Отец наткнулся на конверты, плотную стопку, перетянутую резиновой бечевочкой для волос, за двое суток до «джума ахшамы», траурного четверга, первого в сорокадневной маете души. Невознаградимость потери, всегда неожиданной, даже если смерть избавление для покойного, облегчение для семьи, в эти четыре перед заключительным пиром декады смягчаются чаем и поминальной халвой, приторной замазкой на блюдечках. Воображая халву чужого обычая, отец Испанца также представлял, что душа, которую ему нравилось отождествлять с маленьким телом, мчится меж звезд, сомкнув ноги, с открытым изголодавшимся ртом и белыми от безвоздушных потоков глазами, ибо магометанам, как иудеям, не смежают при захоронении веки, и чтобы усопшему не было горько лететь через ночь, ему еженедельно в сорокадневье забивают рот халвой, съедаемой за семерицу пути. В переходный период работают, суетятся. Не каждый дом вместит всех посетителей поминовения, числом, случается, до ста и больше, поэтому во дворах разбивают палатки, шатры, проводят шнуры электричества, расставляют столы и скамьи буквой «п». Какая карусель — часами разносить чай с халвой, мыть перемены посуды, перестилать грязнеющие сигаретным пеплом скатерти, обслуживая до полуночи всех, кто посменно приходит домой и во двор. Скорбный четверг стягивает все четверговые бдения воедино. Долго ли, коротко ли породненные, близко ли, далеко ли знакомые, но так или иначе связанные и повязанные, ибо здесь, как в любой не общине, но общности, нет несвязанных, незнакомых, непородненных, гости ходят из траура в траур, с четверга на четверг. Усталость женщин, не чуящих под собой ног, усталость мужчин с затуманенным от разговоров рассудком дает выход и забвение грусти, и к сороковому дню, когда собираются для итоговой тризны (так армия решает лобовым столкновением кампанию изматывающих маневров), покойник, долетевший до цели, забывается в своих звездных скитаниях, а с окончанием срока и плова становится скромным преданием.

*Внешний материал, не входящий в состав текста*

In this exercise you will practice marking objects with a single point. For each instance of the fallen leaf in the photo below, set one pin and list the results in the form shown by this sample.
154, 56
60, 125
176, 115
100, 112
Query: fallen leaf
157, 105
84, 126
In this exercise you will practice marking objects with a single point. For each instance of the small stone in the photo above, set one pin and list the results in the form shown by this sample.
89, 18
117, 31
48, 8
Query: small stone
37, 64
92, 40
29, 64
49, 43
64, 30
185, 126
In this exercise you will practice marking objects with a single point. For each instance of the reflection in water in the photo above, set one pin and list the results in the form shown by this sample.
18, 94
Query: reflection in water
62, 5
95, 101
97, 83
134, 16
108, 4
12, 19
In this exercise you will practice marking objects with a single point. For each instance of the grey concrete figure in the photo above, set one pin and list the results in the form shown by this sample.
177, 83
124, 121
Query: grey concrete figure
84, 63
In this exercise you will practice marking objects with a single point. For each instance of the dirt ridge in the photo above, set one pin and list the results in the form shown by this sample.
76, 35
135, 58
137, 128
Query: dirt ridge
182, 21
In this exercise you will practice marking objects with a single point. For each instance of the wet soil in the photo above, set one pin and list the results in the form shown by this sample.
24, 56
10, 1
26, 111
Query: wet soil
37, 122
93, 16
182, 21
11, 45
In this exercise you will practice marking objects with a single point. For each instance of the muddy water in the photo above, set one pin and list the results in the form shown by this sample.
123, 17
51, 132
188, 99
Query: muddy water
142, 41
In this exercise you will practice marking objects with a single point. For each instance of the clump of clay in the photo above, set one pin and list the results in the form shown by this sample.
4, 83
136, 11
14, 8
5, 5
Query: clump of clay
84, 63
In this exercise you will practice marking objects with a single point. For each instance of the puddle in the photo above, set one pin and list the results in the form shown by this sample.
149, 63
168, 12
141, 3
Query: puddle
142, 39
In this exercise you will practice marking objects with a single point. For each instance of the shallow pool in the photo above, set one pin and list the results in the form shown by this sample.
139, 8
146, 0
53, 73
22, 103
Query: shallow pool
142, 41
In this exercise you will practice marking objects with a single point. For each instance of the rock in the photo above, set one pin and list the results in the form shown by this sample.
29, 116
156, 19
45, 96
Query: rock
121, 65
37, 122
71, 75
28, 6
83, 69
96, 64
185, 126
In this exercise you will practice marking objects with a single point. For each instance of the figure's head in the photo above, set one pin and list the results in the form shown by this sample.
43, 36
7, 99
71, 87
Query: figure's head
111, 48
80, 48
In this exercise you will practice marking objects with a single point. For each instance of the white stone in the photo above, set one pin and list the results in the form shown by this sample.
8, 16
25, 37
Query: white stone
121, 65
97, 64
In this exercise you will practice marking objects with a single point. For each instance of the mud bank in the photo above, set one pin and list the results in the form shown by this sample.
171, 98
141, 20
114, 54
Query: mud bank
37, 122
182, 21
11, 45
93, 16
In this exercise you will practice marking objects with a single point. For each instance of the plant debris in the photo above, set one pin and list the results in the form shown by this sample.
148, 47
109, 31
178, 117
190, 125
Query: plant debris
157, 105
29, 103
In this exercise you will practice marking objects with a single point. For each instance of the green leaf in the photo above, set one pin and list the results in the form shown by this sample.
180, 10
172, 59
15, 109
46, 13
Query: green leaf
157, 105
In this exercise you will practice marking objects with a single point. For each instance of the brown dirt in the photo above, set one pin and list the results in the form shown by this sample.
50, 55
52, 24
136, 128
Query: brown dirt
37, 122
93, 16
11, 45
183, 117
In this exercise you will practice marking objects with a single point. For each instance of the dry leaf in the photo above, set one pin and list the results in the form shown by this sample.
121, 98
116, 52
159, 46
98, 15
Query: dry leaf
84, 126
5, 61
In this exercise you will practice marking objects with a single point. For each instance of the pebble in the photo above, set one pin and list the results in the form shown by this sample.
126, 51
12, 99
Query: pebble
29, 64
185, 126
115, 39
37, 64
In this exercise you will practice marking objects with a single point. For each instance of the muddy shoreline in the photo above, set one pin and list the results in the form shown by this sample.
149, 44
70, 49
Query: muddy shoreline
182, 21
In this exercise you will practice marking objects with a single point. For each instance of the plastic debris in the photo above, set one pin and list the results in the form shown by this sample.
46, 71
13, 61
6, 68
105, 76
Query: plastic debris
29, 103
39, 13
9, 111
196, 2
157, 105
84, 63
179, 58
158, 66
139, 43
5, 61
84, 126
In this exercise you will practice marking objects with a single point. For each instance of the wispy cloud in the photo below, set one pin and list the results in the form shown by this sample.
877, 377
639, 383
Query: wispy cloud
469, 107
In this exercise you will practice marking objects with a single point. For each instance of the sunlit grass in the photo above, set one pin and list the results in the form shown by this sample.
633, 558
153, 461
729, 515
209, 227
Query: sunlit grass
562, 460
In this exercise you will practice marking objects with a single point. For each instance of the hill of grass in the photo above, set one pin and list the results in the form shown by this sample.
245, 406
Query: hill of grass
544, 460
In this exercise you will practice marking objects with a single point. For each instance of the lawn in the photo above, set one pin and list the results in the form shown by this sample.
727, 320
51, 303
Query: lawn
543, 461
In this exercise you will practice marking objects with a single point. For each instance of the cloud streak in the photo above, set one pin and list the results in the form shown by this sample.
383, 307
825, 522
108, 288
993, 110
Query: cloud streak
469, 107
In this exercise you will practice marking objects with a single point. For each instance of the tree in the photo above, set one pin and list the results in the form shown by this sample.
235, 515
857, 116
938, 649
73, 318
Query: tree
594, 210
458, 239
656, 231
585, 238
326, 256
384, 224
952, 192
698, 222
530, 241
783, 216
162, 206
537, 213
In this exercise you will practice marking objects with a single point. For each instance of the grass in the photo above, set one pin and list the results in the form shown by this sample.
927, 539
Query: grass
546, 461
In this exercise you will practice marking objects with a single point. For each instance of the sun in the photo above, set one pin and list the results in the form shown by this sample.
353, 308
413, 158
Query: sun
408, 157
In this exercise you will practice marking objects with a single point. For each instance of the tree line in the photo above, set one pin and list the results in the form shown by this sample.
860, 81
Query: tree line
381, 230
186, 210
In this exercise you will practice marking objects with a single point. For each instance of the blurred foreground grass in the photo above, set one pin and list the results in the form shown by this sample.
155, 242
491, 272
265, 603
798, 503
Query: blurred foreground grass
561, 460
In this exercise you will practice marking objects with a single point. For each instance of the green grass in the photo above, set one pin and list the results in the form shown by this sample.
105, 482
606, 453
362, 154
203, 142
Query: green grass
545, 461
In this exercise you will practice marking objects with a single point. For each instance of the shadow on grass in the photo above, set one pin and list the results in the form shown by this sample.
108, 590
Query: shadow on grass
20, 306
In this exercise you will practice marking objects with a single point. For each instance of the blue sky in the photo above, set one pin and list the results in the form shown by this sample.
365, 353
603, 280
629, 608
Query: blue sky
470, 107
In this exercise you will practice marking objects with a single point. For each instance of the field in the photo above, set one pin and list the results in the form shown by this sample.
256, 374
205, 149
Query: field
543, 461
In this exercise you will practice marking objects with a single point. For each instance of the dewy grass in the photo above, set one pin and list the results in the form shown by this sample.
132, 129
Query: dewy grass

Слабогрудое нищее солнце двумя лучами вторглось в комнату как будто с намерением перекрестить ее, по собственной и чужой воле отпавшую от религий. Перетянутые резиночкой конверты лежали в деревянной коробке, прежде хранившей принадлежности вышивания. Уверенный в безызменном распределении домашних вещей, отец не заглядывал туда до тех пор, пока за двое суток до «джума ахшамы», движимый потребностью перебрать и ощупать все, что было от нее в этой комнате, не открыл злополучный ларец. Осторожно, не уколоться, потрогал внутри. И встретил ребристую горку бумаги, перетянутую резинкой, дешевым жгутиком для волос, все реже и неохотней клонившихся в постели к нему на плечо. Разомкнул веки, достал письма из ящичка. Они были в конвертах, перетянутые резиновым пояском. Оттянув, сдернул резинку, которой были перетянуты письма, а что в конвертах были именно письма, следовало из адреса, указанного на верхнем из коконов, и, надорвав этот первый конверт, принялся читать написанный текст, за ним другие, извлекаемые из оболочек. Руки слесаря-судоремонтника, смуглые, в порезах и шрамах, с въевшимся коричневатым налетом, твердые в так называемых подушечках пальцев неловко разнимали листки. Глаза кое-как приноравливались к написанию. Этот язык, диалект русского с закавказскими оборотами и растяжками, так и не стал его языком. Он все же читал в оседающих сумерках, словно что-то удерживало подойти к выключателю.
Содержание, явное в начале послания, расплывалось, сложнело до неулавливания даже предметного повода к написанию, но важность причины, по-летнему чудной и чадной, и значительность слов, чьи значения он схватывал по их тону, кроткому, предрекающему, сказали, что он был ей не нужен совсем, быть может, враждебен, может быть, ненавистен, мешая сосредоточиться на задании, что он, любивший ее горячо, был камнем, обузой, тем, кто насильно уводил ее, бледную и растрепанную, в чоботах на босу ногу и без платка, с трамвайных линий Шаумяновского, бывшего Неопалимовского спуска, которых не видела, запрокидывая в небо лицо. Говорилось не напрямик, таких слов в прямом смысле слова не было в письмах, и этим присутствие их, заявленное через ужасные для него околичности, выступало тем более. Хмельной, он читал-перечитывал на полу до рассвета, до отрезвляющих семи часов топленого масла и молока. В семь-тридцать, утверждает Испанец, отцу, как позднее Левону Тер-Григорьянцу, понадобился шнур телефона. Дело было в квартале, не телефонированном еще годы спустя, и на шее затянулась ременная петля.